Measurement of performance metrics namely repeatability and directional accuracy of an under-actuated cable-driven robot using a monocular camera is proposed. Experiments were conducted on a cable-driven robot used for construction and the results are compared with that from a laser tracker. Least value of about 18 mm was observed at the middle of the workspace and it agreed with the measurement from laser tracker. Using the proposed method it was also possible to measure orientation repeatability considering the end-effector coordinate system as the reference, which is an advantage over using a laser tracker. Since the robot workspace is very large and there are restrictions on feasible measurement volume while using a camera, a method to determine suitable locations of the camera to enable measurement in all of the workspace is also proposed. Results of this analysis show that the camera may be positioned at four feasible regions during measurement over the whole workspace. Finally, a method for measurement of cable profile is also proposed. The position and slope of the cable at two locations were measured using a camera. This was utilized to fit a catenary model such that profile of the cable between these points can be determined. Experiments conducted to determine the cable profile in different regions of workspace showed that there is comparatively greater sagging at the periphery of the workspace which explains the higher positioning errors in the same region.

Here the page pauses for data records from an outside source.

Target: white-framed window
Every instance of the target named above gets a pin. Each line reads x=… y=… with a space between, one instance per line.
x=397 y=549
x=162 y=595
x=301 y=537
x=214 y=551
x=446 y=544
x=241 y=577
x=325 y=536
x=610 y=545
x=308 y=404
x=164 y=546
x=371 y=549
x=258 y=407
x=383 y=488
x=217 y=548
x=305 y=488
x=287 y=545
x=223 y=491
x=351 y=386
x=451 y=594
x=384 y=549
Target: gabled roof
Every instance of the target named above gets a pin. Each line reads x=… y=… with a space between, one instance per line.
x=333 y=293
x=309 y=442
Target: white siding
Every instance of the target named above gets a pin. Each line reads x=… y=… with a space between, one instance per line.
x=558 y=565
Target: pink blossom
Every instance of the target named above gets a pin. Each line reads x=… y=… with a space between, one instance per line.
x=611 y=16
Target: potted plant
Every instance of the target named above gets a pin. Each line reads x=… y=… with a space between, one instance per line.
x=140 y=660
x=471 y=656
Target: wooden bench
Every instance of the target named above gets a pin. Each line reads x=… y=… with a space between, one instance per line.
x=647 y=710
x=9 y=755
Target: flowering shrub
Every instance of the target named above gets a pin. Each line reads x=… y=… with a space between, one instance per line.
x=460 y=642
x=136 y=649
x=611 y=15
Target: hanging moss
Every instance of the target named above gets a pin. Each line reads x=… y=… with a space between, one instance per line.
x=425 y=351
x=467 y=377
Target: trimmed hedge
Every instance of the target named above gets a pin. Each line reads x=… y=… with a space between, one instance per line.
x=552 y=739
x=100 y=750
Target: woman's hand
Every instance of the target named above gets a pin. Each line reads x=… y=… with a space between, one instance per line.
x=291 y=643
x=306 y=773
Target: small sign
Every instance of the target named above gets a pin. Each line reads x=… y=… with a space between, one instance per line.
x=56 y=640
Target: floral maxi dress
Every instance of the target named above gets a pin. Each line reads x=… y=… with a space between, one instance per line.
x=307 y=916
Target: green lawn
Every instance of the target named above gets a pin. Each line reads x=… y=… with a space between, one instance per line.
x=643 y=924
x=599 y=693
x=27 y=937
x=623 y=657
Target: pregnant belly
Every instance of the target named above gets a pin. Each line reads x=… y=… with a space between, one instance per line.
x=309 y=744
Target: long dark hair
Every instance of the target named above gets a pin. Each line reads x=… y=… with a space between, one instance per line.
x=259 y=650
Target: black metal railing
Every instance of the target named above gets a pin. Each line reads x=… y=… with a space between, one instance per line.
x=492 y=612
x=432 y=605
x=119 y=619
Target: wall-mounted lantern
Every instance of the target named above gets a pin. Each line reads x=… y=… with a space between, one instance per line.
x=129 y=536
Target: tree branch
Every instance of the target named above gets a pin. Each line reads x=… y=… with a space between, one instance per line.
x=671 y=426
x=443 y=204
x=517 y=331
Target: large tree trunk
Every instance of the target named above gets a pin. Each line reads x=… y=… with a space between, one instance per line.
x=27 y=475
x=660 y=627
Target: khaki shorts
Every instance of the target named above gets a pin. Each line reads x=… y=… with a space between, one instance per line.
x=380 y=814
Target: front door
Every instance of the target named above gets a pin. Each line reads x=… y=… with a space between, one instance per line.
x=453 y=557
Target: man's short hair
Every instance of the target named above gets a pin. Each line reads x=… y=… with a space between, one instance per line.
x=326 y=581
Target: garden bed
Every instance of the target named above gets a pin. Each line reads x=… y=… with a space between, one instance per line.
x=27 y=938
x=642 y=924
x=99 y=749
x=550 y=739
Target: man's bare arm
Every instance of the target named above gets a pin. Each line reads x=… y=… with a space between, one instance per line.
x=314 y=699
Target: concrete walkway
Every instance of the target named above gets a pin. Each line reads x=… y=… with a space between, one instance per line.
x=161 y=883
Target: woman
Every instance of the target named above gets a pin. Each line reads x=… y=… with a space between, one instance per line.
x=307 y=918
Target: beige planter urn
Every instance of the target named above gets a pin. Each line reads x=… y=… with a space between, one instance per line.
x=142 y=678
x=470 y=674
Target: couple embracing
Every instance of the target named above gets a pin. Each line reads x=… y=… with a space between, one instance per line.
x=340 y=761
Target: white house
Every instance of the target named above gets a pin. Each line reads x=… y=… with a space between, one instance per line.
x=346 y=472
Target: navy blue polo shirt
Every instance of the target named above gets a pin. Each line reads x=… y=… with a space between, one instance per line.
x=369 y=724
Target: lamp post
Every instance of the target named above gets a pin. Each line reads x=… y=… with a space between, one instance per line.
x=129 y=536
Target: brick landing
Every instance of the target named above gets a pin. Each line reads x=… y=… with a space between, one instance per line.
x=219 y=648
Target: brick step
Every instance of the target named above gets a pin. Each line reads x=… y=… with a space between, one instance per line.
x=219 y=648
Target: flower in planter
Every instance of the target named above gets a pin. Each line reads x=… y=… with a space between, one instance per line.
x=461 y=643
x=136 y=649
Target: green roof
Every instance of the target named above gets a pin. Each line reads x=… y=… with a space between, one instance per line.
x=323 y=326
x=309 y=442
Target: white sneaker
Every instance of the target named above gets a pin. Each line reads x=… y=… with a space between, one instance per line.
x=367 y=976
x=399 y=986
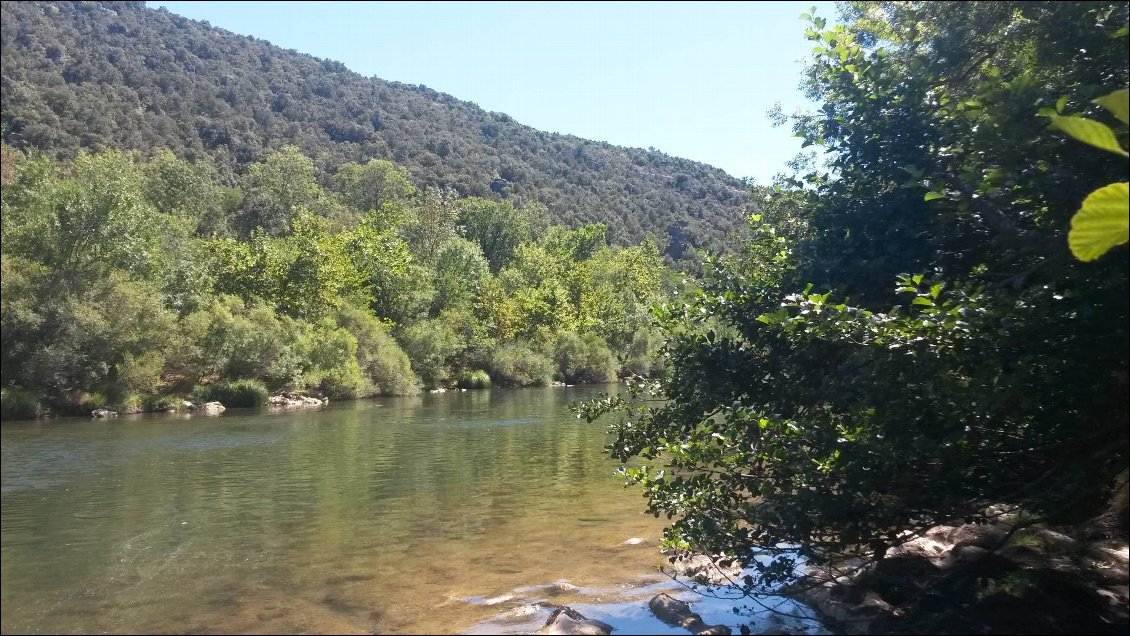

提出了使用单目相机测量欠驱动电缆驱动机器人的性能指标，即重复性和方向精度。在用于建筑的电缆驱动机器人上进行了实验，并将结果与​​激光跟踪器的结果进行了比较。在工作区中间观察到的最小值约为 18 mm，这与激光跟踪仪的测量结果一致。使用所提出的方法，还可以考虑将末端执行器坐标系作为参考来测量方向可重复性，这比使用激光跟踪器更具优势。由于机器人工作空间非常大，并且在使用相机时对可行的测量体积有限制，因此还提出了一种确定相机的合适位置以便在所有工作空间中进行测量的方法。该分析的结果表明，在整个工作空间的测量过程中，相机可能位于四个可行的区域。最后，还提出了一种测量电缆剖面的方法。使用相机测量电缆在两个位置的位置和斜率。这用于拟合悬链线模型，以便可以确定这些点之间的电缆轮廓。为确定工作空间不同区域的电缆轮廓而进行的实验表明，工作空间外围的下垂相对较大，这解释了同一区域内较高的定位误差。使用相机测量电缆在两个位置的位置和斜率。这用于拟合悬链线模型，以便可以确定这些点之间的电缆轮廓。为确定工作空间不同区域的电缆轮廓而进行的实验表明，工作空间外围的下垂相对较大，这解释了同一区域内较高的定位误差。使用相机测量电缆在两个位置的位置和斜率。这用于拟合悬链线模型，以便可以确定这些点之间的电缆轮廓。为确定工作空间不同区域的电缆轮廓而进行的实验表明，工作空间外围的下垂相对较大，这解释了同一区域内较高的定位误差。